Thursday, January 23, 2014
Is this "Average"?
Honestly,
one of my biggest pet peeves about chicks' pictures online is that I swear
you'd think the point was to deceive you instead of actually show you what they
look like. Like, if every picture is so close I can see your boogers, I'm gonna
assume you are a beluga whale outside the frame. If all you pictures have fancy
filters on them, I'm gonna assume you have bad acne or some shit. If all of
your pictures are with other, prettier girls, you're not gonna look prettier by
association; in fact, you're gonna stick out like a fat sore thumb. If you are
wearing sun glasses in every picture, I have to automatically knock you down
from a 7 to a 5 cuz why else would you be hiding? Look, the point is, unless
you wana get on the the show cat fish, there is no point to tricking people
into thinking you look hotter than you are. You just gotta be honest. You'll
have to settle for someone who's into your caliber of women, but hey, it's
better than wasting your time. I wana know what you're going to look like when
I am sitting directly across from you, not what you look like from this such
angle, in this such filter, with this such hat on, 5 years ago when you used to
be 20 such pounds lighter.
But
the worst offenders are the ones who just straight up contradict what you can
see in plain sight. Exhibit A, this girl who listed her body type as
"Average."
What
in the name of Pistol Pete are you talking about? You must have misread the
question "What is your body type" as "What is your body type in
relation to the average Division 3 college lineman,"--easy mistake. I can
see you right here in this picture that you consumed two whole leopards
immediately before this photo was taken and then fashioned their skin into your
dress. You are clearly heavyset at best. It's one thing to be overweight. But
to be overweight and think that I'm gonna see the word "average" and
be like, "Oh, well she looks fat in all six of these pictures, but she must
not be cuz, I mean, she put average, dude," is ludicrous. I'm sure you're
a nice girl and all down (really, really) deep, but self denial is not healthy,
babe. And neither are those 12 baconators I know you have stuffed in your
purse.

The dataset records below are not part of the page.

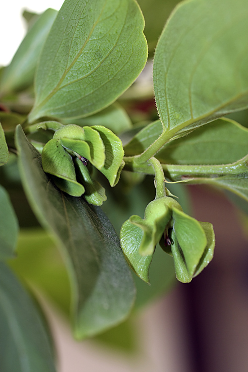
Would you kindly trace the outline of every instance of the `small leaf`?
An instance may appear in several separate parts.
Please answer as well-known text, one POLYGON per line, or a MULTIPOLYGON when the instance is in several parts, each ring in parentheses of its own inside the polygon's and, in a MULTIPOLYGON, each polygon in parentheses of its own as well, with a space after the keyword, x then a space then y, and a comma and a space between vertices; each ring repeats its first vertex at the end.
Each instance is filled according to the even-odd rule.
POLYGON ((47 325, 8 268, 0 263, 0 369, 55 372, 47 325))
POLYGON ((48 9, 28 31, 2 74, 0 81, 1 93, 23 89, 32 84, 40 52, 57 13, 53 9, 48 9))
POLYGON ((248 152, 248 129, 221 119, 166 144, 156 154, 162 163, 173 164, 227 164, 248 152))
POLYGON ((188 273, 184 253, 174 230, 172 233, 172 239, 171 250, 177 279, 182 283, 189 283, 192 280, 192 276, 188 273))
POLYGON ((112 103, 145 64, 143 28, 133 0, 66 0, 41 54, 29 121, 85 117, 112 103))
POLYGON ((160 119, 172 136, 248 107, 248 16, 246 0, 183 1, 171 14, 153 77, 160 119))
POLYGON ((73 196, 84 192, 83 186, 77 182, 71 156, 60 143, 59 139, 51 139, 42 151, 42 167, 45 172, 60 179, 54 179, 62 191, 73 196))
POLYGON ((0 260, 2 260, 14 255, 19 228, 8 195, 0 185, 0 260))
MULTIPOLYGON (((188 274, 192 276, 207 246, 206 235, 198 221, 177 208, 173 207, 172 209, 173 230, 184 254, 188 274)), ((173 254, 172 247, 172 251, 173 254)))
POLYGON ((107 177, 110 186, 115 186, 124 166, 123 163, 124 151, 122 141, 111 130, 104 126, 94 125, 92 127, 100 133, 105 148, 104 166, 100 170, 107 177))
POLYGON ((149 268, 153 256, 141 255, 139 252, 143 235, 141 229, 127 220, 121 230, 121 244, 130 267, 140 279, 149 283, 149 268))
POLYGON ((92 204, 93 205, 102 205, 103 202, 107 200, 105 189, 99 182, 92 180, 88 167, 84 165, 81 160, 76 159, 74 164, 79 170, 82 178, 81 182, 85 188, 84 197, 90 204, 92 204))
POLYGON ((0 166, 8 160, 8 149, 5 139, 4 132, 0 123, 0 166))
POLYGON ((54 186, 20 126, 16 141, 27 196, 41 223, 59 242, 70 274, 75 337, 120 322, 132 306, 135 289, 113 226, 100 207, 54 186))
POLYGON ((116 134, 130 129, 131 122, 126 112, 118 102, 108 106, 96 114, 80 119, 62 120, 64 124, 84 125, 103 125, 116 134))
POLYGON ((208 265, 213 257, 215 246, 215 237, 212 224, 209 222, 200 222, 200 224, 205 231, 207 243, 194 273, 194 277, 198 275, 208 265))

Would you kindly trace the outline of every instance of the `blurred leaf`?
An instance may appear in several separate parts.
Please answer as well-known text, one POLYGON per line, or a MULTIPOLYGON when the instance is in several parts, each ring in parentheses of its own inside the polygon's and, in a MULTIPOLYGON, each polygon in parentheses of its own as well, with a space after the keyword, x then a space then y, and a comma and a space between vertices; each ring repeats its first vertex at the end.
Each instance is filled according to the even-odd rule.
POLYGON ((248 16, 246 0, 190 0, 173 12, 156 48, 153 75, 168 135, 248 107, 248 16))
POLYGON ((0 123, 0 166, 7 163, 8 160, 8 149, 4 132, 0 123))
POLYGON ((20 126, 16 145, 24 186, 42 223, 60 243, 73 291, 77 338, 93 335, 126 317, 135 294, 117 236, 99 207, 64 195, 44 173, 40 154, 20 126))
POLYGON ((166 164, 227 164, 245 156, 248 143, 248 129, 218 119, 165 145, 156 157, 166 164))
POLYGON ((71 294, 68 274, 60 251, 47 232, 41 228, 21 229, 17 256, 8 264, 69 318, 71 294))
POLYGON ((2 260, 14 255, 19 229, 8 195, 0 185, 0 260, 2 260))
POLYGON ((2 263, 0 268, 0 370, 55 372, 40 314, 10 270, 2 263))
POLYGON ((23 90, 31 85, 40 53, 58 12, 48 9, 27 33, 0 81, 0 92, 23 90))
POLYGON ((62 123, 64 124, 77 124, 81 126, 103 125, 116 134, 131 127, 130 118, 122 106, 117 102, 91 116, 80 119, 64 120, 62 123))
POLYGON ((145 64, 143 28, 133 0, 66 0, 40 60, 29 121, 76 119, 112 103, 145 64))

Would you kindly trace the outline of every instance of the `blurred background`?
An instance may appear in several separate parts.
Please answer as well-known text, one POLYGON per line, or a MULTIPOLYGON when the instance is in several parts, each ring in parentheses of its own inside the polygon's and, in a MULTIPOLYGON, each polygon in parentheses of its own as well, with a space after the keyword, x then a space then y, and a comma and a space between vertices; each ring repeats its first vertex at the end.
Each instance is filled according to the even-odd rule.
MULTIPOLYGON (((0 30, 4 37, 1 41, 0 65, 10 62, 25 35, 26 24, 21 16, 23 10, 40 13, 48 7, 59 9, 62 2, 62 0, 1 1, 0 30)), ((146 20, 145 33, 149 57, 152 58, 165 21, 178 1, 139 0, 138 2, 146 20)), ((154 109, 152 97, 145 105, 147 107, 151 102, 154 109)), ((140 120, 143 106, 136 103, 134 109, 140 120)), ((246 126, 248 117, 247 111, 232 116, 246 126)), ((152 183, 152 180, 149 182, 152 183)), ((32 216, 29 220, 30 211, 19 203, 17 205, 19 195, 13 190, 11 197, 16 210, 19 209, 17 214, 22 217, 25 215, 26 219, 18 244, 19 262, 10 264, 21 277, 25 272, 24 279, 34 289, 48 315, 58 355, 58 372, 248 370, 248 218, 246 214, 248 207, 245 202, 241 204, 240 200, 236 200, 243 209, 242 212, 232 203, 230 195, 204 186, 180 186, 175 192, 179 193, 179 201, 186 211, 200 221, 213 224, 216 246, 213 261, 191 283, 182 284, 175 280, 170 257, 164 261, 165 255, 162 252, 162 257, 158 252, 157 261, 153 262, 151 287, 147 288, 135 279, 138 298, 130 318, 99 337, 78 342, 73 340, 66 320, 69 289, 61 258, 51 238, 37 227, 32 216), (56 262, 55 266, 51 262, 56 262), (60 292, 56 284, 62 282, 60 292)), ((138 185, 127 193, 127 197, 135 200, 136 209, 142 215, 152 195, 148 190, 139 200, 137 195, 140 194, 138 185)), ((105 208, 107 212, 108 206, 105 208)), ((122 217, 123 222, 125 218, 122 217)), ((109 216, 111 220, 112 217, 114 220, 109 216)), ((116 223, 118 225, 118 222, 116 223)), ((120 226, 116 228, 118 230, 120 226)))

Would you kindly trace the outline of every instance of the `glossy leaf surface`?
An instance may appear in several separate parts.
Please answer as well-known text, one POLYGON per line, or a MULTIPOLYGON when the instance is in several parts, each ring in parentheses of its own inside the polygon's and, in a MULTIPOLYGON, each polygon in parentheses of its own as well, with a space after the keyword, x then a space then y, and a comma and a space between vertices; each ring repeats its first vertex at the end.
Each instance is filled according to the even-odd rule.
POLYGON ((1 92, 20 90, 33 83, 40 53, 57 13, 54 9, 48 9, 28 31, 2 74, 1 92))
POLYGON ((8 160, 8 149, 4 132, 0 123, 0 166, 7 163, 8 160))
POLYGON ((133 0, 66 0, 43 50, 29 121, 87 116, 112 103, 147 59, 133 0))
POLYGON ((14 254, 18 223, 9 196, 0 185, 0 260, 2 260, 14 254))
POLYGON ((55 372, 50 340, 37 309, 9 269, 0 263, 0 369, 55 372))
POLYGON ((135 291, 116 233, 99 207, 55 187, 41 166, 41 156, 20 126, 16 144, 24 186, 43 225, 60 242, 73 291, 74 334, 83 338, 123 320, 135 291))
POLYGON ((246 0, 191 0, 171 14, 153 76, 159 115, 172 135, 247 107, 248 16, 246 0))

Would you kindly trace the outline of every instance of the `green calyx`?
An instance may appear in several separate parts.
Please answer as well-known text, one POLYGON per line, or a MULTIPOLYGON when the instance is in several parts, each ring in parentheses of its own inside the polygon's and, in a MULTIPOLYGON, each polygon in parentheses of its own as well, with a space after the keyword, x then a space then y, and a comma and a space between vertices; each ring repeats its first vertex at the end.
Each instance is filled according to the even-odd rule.
POLYGON ((55 130, 42 151, 44 170, 52 175, 62 191, 72 196, 84 194, 90 204, 101 205, 106 200, 105 191, 92 179, 92 165, 105 176, 111 186, 115 186, 124 165, 121 140, 101 125, 64 126, 55 123, 45 122, 39 126, 55 130))

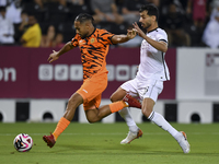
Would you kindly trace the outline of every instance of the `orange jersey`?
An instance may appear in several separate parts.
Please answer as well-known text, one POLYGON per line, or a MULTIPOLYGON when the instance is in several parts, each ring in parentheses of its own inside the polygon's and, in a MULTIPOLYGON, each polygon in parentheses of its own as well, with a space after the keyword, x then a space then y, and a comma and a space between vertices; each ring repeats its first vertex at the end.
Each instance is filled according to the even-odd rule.
POLYGON ((96 73, 107 72, 106 55, 110 45, 113 44, 111 40, 114 34, 111 34, 106 30, 95 28, 94 32, 84 39, 82 39, 79 34, 72 38, 72 46, 79 46, 81 51, 84 80, 96 73))

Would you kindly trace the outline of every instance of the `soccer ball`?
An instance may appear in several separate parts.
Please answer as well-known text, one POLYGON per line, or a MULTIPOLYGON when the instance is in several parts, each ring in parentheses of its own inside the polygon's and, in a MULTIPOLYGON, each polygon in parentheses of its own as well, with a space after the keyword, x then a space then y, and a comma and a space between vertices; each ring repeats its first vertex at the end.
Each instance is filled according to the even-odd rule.
POLYGON ((27 152, 33 147, 33 140, 27 133, 20 133, 14 138, 14 148, 19 152, 27 152))

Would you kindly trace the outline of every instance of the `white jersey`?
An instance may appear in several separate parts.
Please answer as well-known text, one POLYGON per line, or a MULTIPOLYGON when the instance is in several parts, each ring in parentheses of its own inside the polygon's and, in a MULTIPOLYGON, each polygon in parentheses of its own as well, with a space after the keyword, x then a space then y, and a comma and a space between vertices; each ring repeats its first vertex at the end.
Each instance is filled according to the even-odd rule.
MULTIPOLYGON (((168 35, 165 31, 161 28, 155 28, 147 33, 147 36, 153 40, 163 40, 168 44, 168 35)), ((136 78, 139 80, 170 80, 170 72, 165 63, 164 56, 165 52, 155 49, 147 43, 146 39, 143 39, 140 48, 140 65, 136 78)))

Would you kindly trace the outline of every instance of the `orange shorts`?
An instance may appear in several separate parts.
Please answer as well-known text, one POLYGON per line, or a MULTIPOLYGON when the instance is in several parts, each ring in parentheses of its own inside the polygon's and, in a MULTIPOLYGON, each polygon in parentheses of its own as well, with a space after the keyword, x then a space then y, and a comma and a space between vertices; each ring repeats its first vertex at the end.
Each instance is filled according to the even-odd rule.
POLYGON ((81 87, 77 91, 83 97, 84 110, 99 108, 101 96, 107 86, 107 73, 95 74, 84 80, 81 87))

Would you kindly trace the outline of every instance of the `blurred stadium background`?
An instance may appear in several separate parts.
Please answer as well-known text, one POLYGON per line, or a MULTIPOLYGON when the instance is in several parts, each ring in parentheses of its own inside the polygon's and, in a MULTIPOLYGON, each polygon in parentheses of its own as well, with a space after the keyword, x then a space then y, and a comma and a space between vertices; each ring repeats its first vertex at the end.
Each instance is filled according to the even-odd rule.
MULTIPOLYGON (((125 0, 116 0, 118 13, 123 15, 125 0)), ((171 81, 164 83, 164 90, 154 107, 168 121, 182 124, 210 124, 219 121, 219 49, 207 46, 203 34, 210 21, 217 0, 206 0, 204 24, 198 25, 188 12, 189 0, 146 0, 153 2, 160 10, 160 27, 172 32, 180 27, 187 42, 173 42, 165 59, 171 72, 171 81), (177 16, 171 20, 170 5, 176 7, 177 16), (180 22, 178 22, 180 19, 180 22)), ((60 45, 26 48, 20 43, 22 14, 32 13, 42 28, 43 37, 48 27, 55 27, 55 36, 62 36, 61 44, 74 36, 73 20, 81 13, 94 14, 91 1, 73 3, 73 0, 0 0, 7 10, 16 11, 14 21, 14 43, 0 45, 0 121, 58 121, 65 112, 70 95, 82 83, 82 68, 79 49, 73 49, 58 61, 48 63, 53 49, 60 45)), ((12 14, 12 13, 11 13, 12 14)), ((12 14, 13 15, 13 14, 12 14)), ((13 16, 12 16, 13 17, 13 16)), ((127 22, 101 22, 96 27, 106 28, 115 34, 125 34, 130 26, 127 22)), ((42 38, 43 38, 42 37, 42 38)), ((175 36, 178 38, 180 36, 175 36)), ((108 104, 111 94, 125 81, 135 77, 139 63, 140 40, 127 45, 114 45, 107 56, 108 86, 103 93, 102 104, 108 104)), ((148 121, 138 109, 131 108, 137 122, 148 121)), ((82 106, 72 121, 88 122, 82 106)), ((102 122, 123 121, 113 114, 102 122)))

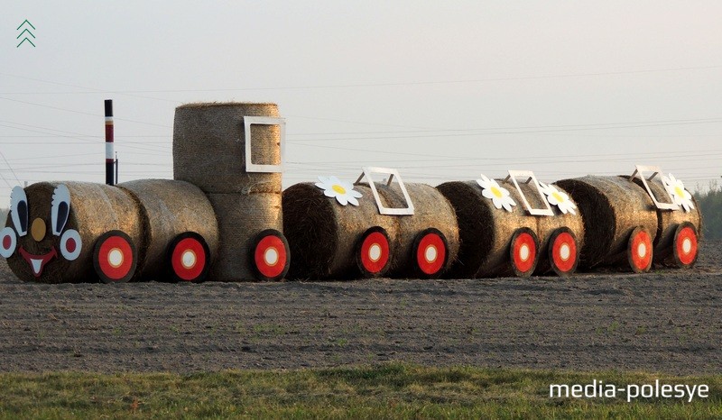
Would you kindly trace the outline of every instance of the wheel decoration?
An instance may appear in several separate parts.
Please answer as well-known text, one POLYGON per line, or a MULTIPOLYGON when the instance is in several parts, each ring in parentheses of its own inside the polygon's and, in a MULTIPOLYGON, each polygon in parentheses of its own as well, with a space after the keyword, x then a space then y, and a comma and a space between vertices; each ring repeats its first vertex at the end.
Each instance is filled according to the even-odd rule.
POLYGON ((529 277, 534 272, 539 260, 539 240, 528 227, 514 232, 509 250, 512 269, 517 277, 529 277))
POLYGON ((386 272, 391 262, 389 242, 388 233, 379 226, 372 227, 361 235, 356 255, 363 277, 381 277, 386 272))
POLYGON ((83 248, 83 241, 80 233, 75 229, 69 229, 63 232, 60 236, 60 255, 69 261, 74 261, 80 256, 83 248))
POLYGON ((263 280, 280 280, 288 272, 291 262, 288 241, 275 229, 266 229, 254 239, 252 266, 263 280))
POLYGON ((10 258, 17 246, 17 234, 12 227, 0 230, 0 257, 10 258))
POLYGON ((577 270, 579 248, 577 236, 568 227, 561 227, 549 239, 549 262, 558 276, 569 276, 577 270))
POLYGON ((432 278, 441 274, 448 258, 449 242, 440 231, 429 228, 416 236, 413 255, 420 276, 432 278))
POLYGON ((674 233, 674 262, 681 269, 691 268, 697 262, 699 244, 697 229, 690 222, 682 222, 674 233))
POLYGON ((201 281, 210 267, 210 251, 206 240, 195 232, 176 236, 169 247, 172 277, 177 281, 201 281))
POLYGON ((652 237, 643 227, 632 231, 629 237, 627 255, 629 266, 635 273, 649 271, 652 267, 652 237))
POLYGON ((93 265, 103 283, 125 283, 135 274, 135 246, 121 231, 103 233, 93 249, 93 265))

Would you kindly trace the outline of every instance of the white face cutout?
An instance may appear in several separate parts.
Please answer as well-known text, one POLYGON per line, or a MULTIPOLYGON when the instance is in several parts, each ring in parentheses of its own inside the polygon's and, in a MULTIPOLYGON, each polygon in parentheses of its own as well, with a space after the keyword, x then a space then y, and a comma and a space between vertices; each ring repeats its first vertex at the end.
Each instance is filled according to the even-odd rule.
POLYGON ((28 197, 22 187, 16 186, 10 193, 10 217, 18 236, 28 234, 28 197))
POLYGON ((52 234, 60 236, 68 216, 70 215, 70 191, 68 187, 60 184, 52 192, 52 204, 51 207, 51 219, 52 221, 52 234))

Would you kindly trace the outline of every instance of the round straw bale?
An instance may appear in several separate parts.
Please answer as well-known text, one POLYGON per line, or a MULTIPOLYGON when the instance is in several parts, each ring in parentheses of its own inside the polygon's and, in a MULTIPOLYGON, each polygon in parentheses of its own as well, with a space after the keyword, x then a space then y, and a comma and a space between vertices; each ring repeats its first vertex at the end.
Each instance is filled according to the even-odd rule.
MULTIPOLYGON (((584 220, 585 241, 579 266, 627 265, 632 231, 657 232, 657 214, 644 189, 624 177, 587 176, 557 181, 577 204, 584 220)), ((653 237, 652 238, 653 240, 653 237)))
MULTIPOLYGON (((474 278, 514 275, 509 259, 512 236, 523 227, 535 231, 537 221, 523 208, 513 184, 497 182, 516 203, 511 212, 495 207, 492 200, 482 196, 483 189, 477 181, 452 181, 437 187, 453 205, 458 220, 461 247, 449 276, 474 278)), ((530 204, 532 202, 538 205, 534 201, 530 204)))
MULTIPOLYGON (((644 187, 642 179, 639 178, 634 178, 634 181, 640 187, 644 187)), ((670 203, 667 190, 662 183, 653 180, 647 181, 647 185, 654 194, 657 201, 670 203)), ((697 232, 702 232, 702 216, 699 213, 699 206, 694 201, 694 196, 692 196, 692 200, 694 208, 690 213, 685 212, 681 207, 679 210, 656 209, 657 235, 654 238, 654 253, 653 255, 653 262, 655 264, 676 265, 673 258, 674 233, 677 232, 677 227, 680 224, 690 222, 697 229, 697 232)))
MULTIPOLYGON (((29 223, 41 219, 45 224, 44 236, 35 241, 30 232, 18 238, 15 252, 7 260, 7 264, 15 275, 23 281, 42 283, 78 283, 97 281, 93 268, 93 248, 98 237, 118 230, 126 233, 134 244, 142 243, 142 222, 140 207, 135 200, 123 188, 104 184, 87 182, 41 182, 25 188, 29 206, 29 223), (62 232, 78 232, 81 246, 78 257, 68 260, 62 256, 60 236, 52 233, 51 208, 53 192, 59 185, 65 185, 70 193, 70 208, 68 222, 62 232), (46 262, 39 277, 32 273, 31 266, 20 255, 20 247, 32 255, 55 256, 46 262)), ((8 217, 6 225, 13 225, 8 217)), ((137 256, 136 256, 137 258, 137 256)))
MULTIPOLYGON (((430 228, 437 229, 447 241, 446 261, 439 270, 439 274, 441 274, 451 266, 458 254, 458 225, 454 207, 438 189, 430 185, 406 183, 405 186, 414 212, 412 215, 393 216, 398 219, 399 234, 393 240, 389 277, 412 278, 421 275, 417 269, 414 243, 419 235, 430 228)), ((407 205, 398 184, 376 184, 375 187, 385 206, 401 208, 407 205)))
POLYGON ((380 226, 391 242, 398 235, 397 217, 382 215, 371 188, 357 185, 358 205, 341 205, 313 183, 283 191, 283 233, 291 247, 290 278, 346 278, 360 276, 356 245, 368 229, 380 226))
MULTIPOLYGON (((568 194, 561 187, 554 184, 552 184, 552 186, 560 192, 568 194)), ((544 203, 541 201, 539 193, 536 192, 536 188, 533 187, 532 184, 520 184, 519 187, 524 192, 524 196, 527 197, 529 204, 532 207, 544 207, 544 203), (533 200, 533 202, 532 200, 533 200)), ((546 196, 543 196, 543 199, 546 200, 546 196)), ((570 196, 569 199, 572 200, 570 196)), ((581 212, 579 212, 579 206, 574 210, 574 214, 568 212, 566 215, 562 213, 558 206, 551 205, 550 206, 551 207, 551 211, 554 212, 553 216, 535 216, 535 233, 539 238, 540 253, 539 262, 537 263, 535 270, 535 273, 537 274, 544 274, 551 269, 551 263, 548 258, 549 247, 551 246, 550 239, 555 232, 559 231, 559 229, 562 227, 569 228, 569 230, 573 233, 574 237, 577 239, 577 248, 581 249, 581 247, 584 246, 584 220, 582 220, 581 212)))
POLYGON ((266 229, 282 231, 281 195, 208 194, 218 222, 218 251, 209 281, 254 281, 253 240, 266 229))
POLYGON ((278 125, 252 124, 251 156, 245 156, 244 116, 278 117, 278 107, 211 103, 176 108, 173 178, 211 194, 281 194, 281 173, 245 171, 246 159, 255 164, 281 164, 281 130, 278 125))
POLYGON ((194 232, 208 245, 210 261, 218 248, 218 225, 213 206, 198 187, 184 181, 140 179, 118 187, 138 202, 143 221, 143 242, 138 275, 158 279, 170 276, 168 246, 180 234, 194 232))

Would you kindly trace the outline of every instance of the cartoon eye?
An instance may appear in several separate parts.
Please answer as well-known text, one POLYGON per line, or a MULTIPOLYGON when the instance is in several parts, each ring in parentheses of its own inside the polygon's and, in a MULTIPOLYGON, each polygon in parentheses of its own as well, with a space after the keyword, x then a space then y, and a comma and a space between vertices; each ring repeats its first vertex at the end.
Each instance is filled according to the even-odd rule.
POLYGON ((7 226, 0 231, 0 257, 10 258, 15 251, 17 236, 12 227, 7 226))
POLYGON ((68 190, 68 187, 60 184, 55 187, 55 191, 52 192, 51 205, 52 234, 60 236, 70 214, 70 191, 68 190))
POLYGON ((68 229, 60 236, 60 254, 69 261, 73 261, 79 257, 82 248, 83 241, 75 229, 68 229))
POLYGON ((10 193, 10 216, 17 234, 28 234, 28 197, 22 187, 16 186, 10 193))

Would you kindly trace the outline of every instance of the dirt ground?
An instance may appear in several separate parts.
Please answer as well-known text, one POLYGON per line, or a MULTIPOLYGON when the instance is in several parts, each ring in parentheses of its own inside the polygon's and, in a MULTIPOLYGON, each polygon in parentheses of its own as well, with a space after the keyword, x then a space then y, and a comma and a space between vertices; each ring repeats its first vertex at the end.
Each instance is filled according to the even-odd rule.
POLYGON ((722 373, 722 242, 691 270, 569 279, 51 286, 0 259, 0 371, 392 360, 722 373))

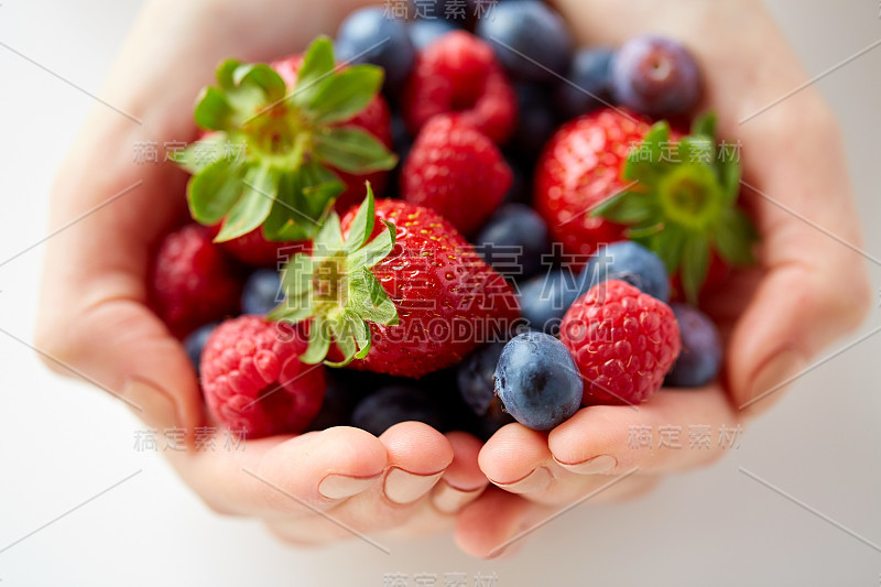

I guess some people just have a very subjective definition of average.
Big
Red, out.
P.S.
- That 12 burgers line reminded me. Next time I go to the McDonalds drive-thru
and they ask what I want, I kinda wana just try saying "The value
menu."
P.P.S.
- Or maybe this in genius? Maybe I'll put that I'm 6'3" and have to buy
especially tailored pants to fit my Jurassic Pork and when they meet me in
person they will just forget?
Week 1 of Okcupid, Soul Mate Found.
As promised I've started my journey for love on OkCupid. Noticed a couple trends right off the bat. First of all, one of the basic profile questions is "What is the first thing people notice about you," and I shit you not, 98.9% of the girls on there say my smile and my eyes. Try being a little creative ladies, everyone knows people notice your eyes and mouth first for cryin out loud; probably because you are talking to them and hence they have to.
"I think we both know." |
Anyway, to the question: "Would you allow your partner to decide what you wear to bed?" she said "Yes, always." I'll tell ya what, be careful what you wish for Ms. "Verdictless" (her screen name) cuz I've got more ideas on what you should wear to bed than days left in your life. Next question: "Have you ever had sex with a person within the first hour of meeting them?" Answer: "Yes." Well, I came to this site to find my soul mate and avoid the weird sex addict people, but I think what we've learned here today is that if you look a little deeper, you find that Jesus is trying to tell me that they are one in the same. I'll see you on wedding day. Best part is, she's already dressed.